Tujuh buah Forno berjejeran diatas tungku perapian, Forno enam ruas mulai dipanaskan dengan cara dibakar menggunakan kayu.
Om Mur dan Ci Hajar, panggilan akrab Rusmiyati harus berbagi tugas “Istri biasa bagian pembakaran dan menjual, sedangkan saya bagian penggilingan serta pembakaran forno,”. Dengan cekatan satu forno panas telah terisi tepung singkong. Permukaan forno biasa ditutup untuk menjaga suhu tetap panas dan bisa membakar sagu secara merata.
“Tak ada jeda, setelah itu langsung dijual keliling kampung selagi hangat, jika masih ada yang tersisa, biasanya dijemur. Orang disini juka suka sagu kering,” ucap Ci Hajar.
Sagu Lempeng dan Budaya Kuliner Masyarakat Tidore
Sagu Lempeng atau dalam keseharian masyarakat Tidore menyebutnya Hula Keta, merupakan salah satu sumber pangan yang akrab dengan kebudayaan Kuliner Tidore. Kata Hula berarti sagu sedangkan Keta berarti Forno.

Sebagai menu alternatif di sebagian besar masyarakat Kota Tidore Kepulauan. Produk turunan dari olah singkong ini cukup digemari seantero Maluku Utara. Di pasar tradisional, warung Kelontong atau diatas meja makan, Sagu Lempeng mudah ditemui. Dibandingan dengan sagu lempeng Papua yang berbahan dasar dari pohon sagu (Metroxylon), Sagu Lempeng masyarakat Maluku utara berbahan dasar singkong atau ubi kayu cukup melimpah.

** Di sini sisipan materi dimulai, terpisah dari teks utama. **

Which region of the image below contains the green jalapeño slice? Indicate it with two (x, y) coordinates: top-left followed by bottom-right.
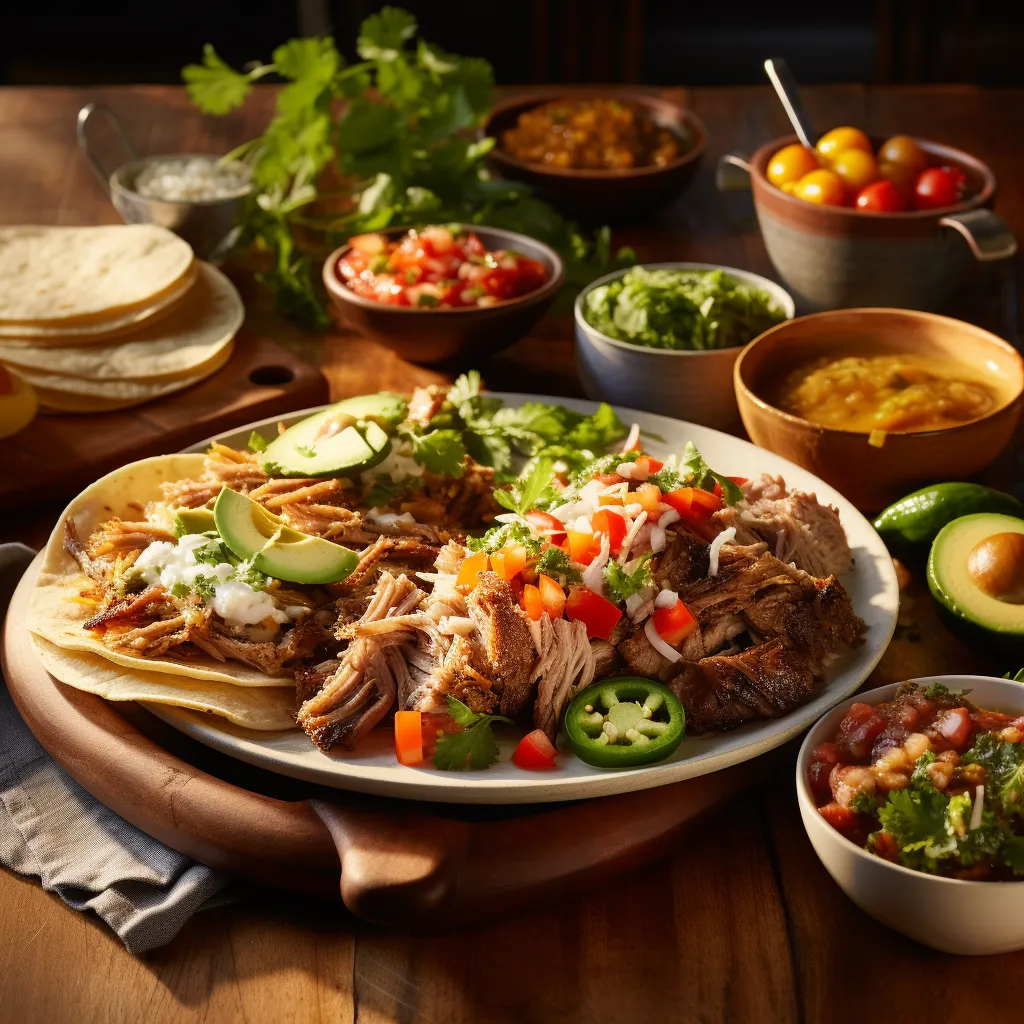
(563, 677), (686, 769)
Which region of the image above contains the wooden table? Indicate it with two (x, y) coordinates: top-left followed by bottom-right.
(1, 83), (1023, 1024)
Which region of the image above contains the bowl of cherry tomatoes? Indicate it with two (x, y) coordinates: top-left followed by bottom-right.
(718, 127), (1016, 311)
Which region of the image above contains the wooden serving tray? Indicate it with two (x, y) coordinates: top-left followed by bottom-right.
(4, 331), (329, 507)
(2, 557), (759, 927)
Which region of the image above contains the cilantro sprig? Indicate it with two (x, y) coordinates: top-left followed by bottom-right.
(433, 696), (512, 771)
(680, 442), (743, 506)
(603, 555), (653, 604)
(183, 9), (634, 328)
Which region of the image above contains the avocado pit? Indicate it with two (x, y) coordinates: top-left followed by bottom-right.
(968, 531), (1024, 604)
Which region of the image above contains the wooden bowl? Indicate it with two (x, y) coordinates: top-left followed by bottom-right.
(483, 90), (707, 221)
(722, 135), (1016, 311)
(322, 225), (564, 367)
(734, 308), (1024, 513)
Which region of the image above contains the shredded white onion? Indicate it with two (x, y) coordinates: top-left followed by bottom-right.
(617, 510), (648, 564)
(630, 461), (650, 482)
(616, 462), (635, 480)
(658, 509), (681, 529)
(599, 482), (629, 498)
(970, 784), (985, 830)
(416, 571), (457, 583)
(645, 617), (682, 663)
(650, 525), (667, 553)
(624, 503), (643, 518)
(493, 512), (526, 525)
(655, 589), (678, 609)
(624, 593), (646, 617)
(620, 422), (640, 453)
(583, 533), (611, 595)
(708, 527), (736, 577)
(571, 516), (594, 534)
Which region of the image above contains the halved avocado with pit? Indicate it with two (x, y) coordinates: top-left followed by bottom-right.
(214, 487), (359, 585)
(260, 393), (403, 478)
(927, 512), (1024, 645)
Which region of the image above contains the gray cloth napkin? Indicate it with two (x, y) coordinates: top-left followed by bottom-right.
(0, 542), (234, 954)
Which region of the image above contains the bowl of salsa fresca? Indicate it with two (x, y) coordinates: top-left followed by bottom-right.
(323, 224), (564, 366)
(483, 89), (707, 220)
(797, 676), (1024, 955)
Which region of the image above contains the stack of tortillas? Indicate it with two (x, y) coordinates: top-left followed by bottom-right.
(0, 224), (244, 413)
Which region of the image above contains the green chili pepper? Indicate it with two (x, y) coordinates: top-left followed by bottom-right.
(563, 677), (686, 769)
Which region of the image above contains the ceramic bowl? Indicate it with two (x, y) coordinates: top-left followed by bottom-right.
(718, 135), (1016, 311)
(734, 308), (1024, 512)
(483, 90), (707, 220)
(797, 676), (1024, 955)
(574, 262), (794, 430)
(322, 225), (564, 367)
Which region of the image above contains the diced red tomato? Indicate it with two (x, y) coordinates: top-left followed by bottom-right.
(538, 573), (566, 618)
(712, 476), (747, 497)
(972, 709), (1013, 731)
(663, 487), (723, 524)
(394, 711), (424, 766)
(565, 586), (623, 640)
(808, 742), (841, 804)
(932, 707), (974, 752)
(818, 801), (859, 838)
(512, 729), (559, 770)
(836, 703), (887, 760)
(590, 508), (628, 555)
(520, 583), (544, 621)
(592, 473), (623, 486)
(456, 551), (489, 592)
(490, 544), (528, 582)
(651, 599), (698, 646)
(526, 509), (566, 545)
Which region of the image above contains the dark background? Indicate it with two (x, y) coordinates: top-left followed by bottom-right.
(4, 1), (1024, 88)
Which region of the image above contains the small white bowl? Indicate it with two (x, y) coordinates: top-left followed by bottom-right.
(574, 262), (794, 430)
(797, 675), (1024, 955)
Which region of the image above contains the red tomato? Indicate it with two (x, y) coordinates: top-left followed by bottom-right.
(526, 510), (566, 545)
(663, 487), (723, 522)
(632, 455), (664, 475)
(538, 573), (566, 618)
(837, 703), (887, 760)
(912, 167), (962, 210)
(512, 729), (559, 770)
(818, 801), (859, 838)
(565, 587), (623, 640)
(855, 180), (907, 213)
(933, 707), (974, 752)
(590, 508), (628, 555)
(651, 599), (698, 646)
(565, 530), (597, 565)
(808, 742), (842, 805)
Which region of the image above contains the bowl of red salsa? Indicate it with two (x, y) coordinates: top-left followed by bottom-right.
(323, 224), (564, 366)
(797, 676), (1024, 954)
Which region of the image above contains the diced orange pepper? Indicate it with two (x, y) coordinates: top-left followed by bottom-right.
(456, 550), (489, 592)
(633, 482), (663, 514)
(565, 530), (596, 564)
(538, 573), (566, 618)
(520, 583), (544, 620)
(490, 544), (528, 581)
(394, 710), (424, 766)
(598, 492), (625, 506)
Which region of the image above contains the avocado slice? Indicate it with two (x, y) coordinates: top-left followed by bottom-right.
(174, 506), (217, 535)
(213, 487), (359, 585)
(927, 513), (1024, 641)
(260, 395), (401, 478)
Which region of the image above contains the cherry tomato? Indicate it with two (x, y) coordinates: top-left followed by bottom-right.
(816, 127), (872, 163)
(854, 179), (907, 213)
(829, 148), (878, 197)
(791, 168), (846, 206)
(877, 160), (920, 191)
(512, 729), (559, 770)
(912, 166), (962, 210)
(877, 134), (928, 173)
(766, 143), (821, 189)
(942, 165), (968, 195)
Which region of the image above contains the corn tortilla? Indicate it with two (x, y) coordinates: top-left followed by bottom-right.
(27, 454), (292, 686)
(0, 225), (193, 325)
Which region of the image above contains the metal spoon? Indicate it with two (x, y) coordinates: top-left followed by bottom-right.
(764, 58), (816, 148)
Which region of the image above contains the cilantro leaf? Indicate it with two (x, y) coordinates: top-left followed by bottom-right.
(849, 790), (881, 816)
(432, 696), (512, 771)
(877, 783), (949, 871)
(191, 574), (220, 601)
(247, 430), (269, 453)
(232, 558), (270, 591)
(680, 441), (743, 506)
(357, 6), (418, 61)
(410, 429), (467, 477)
(565, 403), (627, 451)
(923, 681), (972, 700)
(182, 44), (255, 114)
(272, 37), (340, 82)
(364, 475), (400, 509)
(446, 370), (481, 409)
(493, 458), (554, 517)
(603, 555), (653, 604)
(535, 545), (583, 585)
(649, 464), (682, 493)
(963, 732), (1024, 812)
(295, 444), (317, 458)
(466, 521), (542, 555)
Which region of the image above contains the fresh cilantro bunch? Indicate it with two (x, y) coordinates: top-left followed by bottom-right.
(183, 8), (633, 328)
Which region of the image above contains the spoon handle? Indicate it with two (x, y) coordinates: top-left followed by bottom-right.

Daya tahan sagu lempeng yang dapat bertahan berbulan-bulan dan kaya akan sumber karbohidrat, menjadikannya bagian dari budaya kuliner masyarakat Tidore. Di rumah orang Tidore, Sagu Lempeng menjadi menu wajib yang hadir diatas meja makan sekalipun hanya tampil sebagai penghias, namun pada waktu tertentu Sagu Lempeng menjadi menu utama. Umumnya, pangan yang bertekstur keras ini dinikmati dengan lauk ikan atau dabu-dabu dengan cara dicelupkan pada teh hangat. Orang-orang dipesisir Tidore seringkali menjadikan Sagu Lempeng sebagai padanan Gohu, salah satu jenis kuliner dari olahan ikan mentah.
Namun begitu, Sagu Lempeng tidak sekedar menjadi bagian dari budaya kuliner Tidore tetapi juga dikenal secara umum di berbagai daerah di Maluku Utara dengan bentuk yang beragam. Yang patut menjadi perhatian serius kita bersama yaitu minimnya animo anak muda untuk mewarisi tradisi pembuatan sagu yang hanya dilakoni oleh tetuah-tetuah di kampung. (*)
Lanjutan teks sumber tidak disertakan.